When [123I]-MIBG scintigraphy was compared with [111In]-antimyosin scintigraphy in the evaluation of cardiotoxicity after doxorubicin therapy, [111In]-antimyosin detected early myocardial damage at intermediate doses of doxorubicin, whereas H/M ratio was only impaired at high cumulative doses (Carrio et al. 1995). In four patients with symptomatic anthracycline-induced cardiomyopathy, [123I]-MIBG and [111In]-antimyosin scintigraphy was performed 2–116 months after the onset of CHF, showing a persistent decreased H/M ratio in [123I]-MIBG and an increased heart-to-lung ratio (H/L ratio) in [111In]-antimyosin scintigraphy in all patients, suggesting permanent damage to the cardiac adrenergic nerve endings and myocytes (Nousiainen et al. 2001). H/M and heart/lung (H/L) ratios remained impaired even in patients who had recovered clinically, and LVEF had returned to near normal.
All of these studies included only a limited number of patients and lacked appropriate follow-up. No studies have been performed yet for other chemotherapeutic agents, such as alkylating agents or antimetabolites, using [123I]-MIBG scintigraphy as a biomarker to evaluate cardiotoxicity.
23.2.2 Effects of Monoclonal Antibody Therapy
Several monoclonal antibody therapeutic agents may have cardiovascular side effects, such as hyper- and hypotension, CHF, and arrhythmias (Table 23.1). Trastuzumab is a humanized monoclonal antibody against human epidermal growth factor receptor type 2 (HER2), which may be overexpressed in several cancer types and is at present frequently used as targeted therapy for breast cancer and esophagogastric cancer.

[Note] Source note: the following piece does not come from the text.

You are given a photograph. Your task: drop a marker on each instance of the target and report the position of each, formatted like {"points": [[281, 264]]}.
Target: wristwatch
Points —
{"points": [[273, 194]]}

Trastuzumab is known to cause a (mostly) transient, asymptomatic decline in LVEF, but patients may develop CHF years after therapy (Di Cosimo 2011). Patients receiving a combination chemotherapeutic regimen including trastuzumab are at highest risk to present a cardiac event, CHF, or cardiac death (Russell et al. 2010; Tan-Chiu et al. 2005). The mechanism of trastuzumab-related cardiac toxicity is still largely unclear, though it is now considered a dual-step process. First, the expression of HER2 is increased or the HER2/HER4 signaling is activated in myocytes due to cardiac stress by chemotherapy. Then, the inhibition of HER2 by trastuzumab impairs the response to myocardial damage, which may provoke the development of cardiac dysfunction (Di Cosimo 2011). The pooled incidence of trastuzumab-related cardiotoxicity, obtained from 15 randomized controlled trials and case control studies, was reported to be 10 %, whereas the pooled incidence of cardiotoxicity in studies with a non-trastuzumab comparator arm was 2 % (Panjrath and Jain 2007).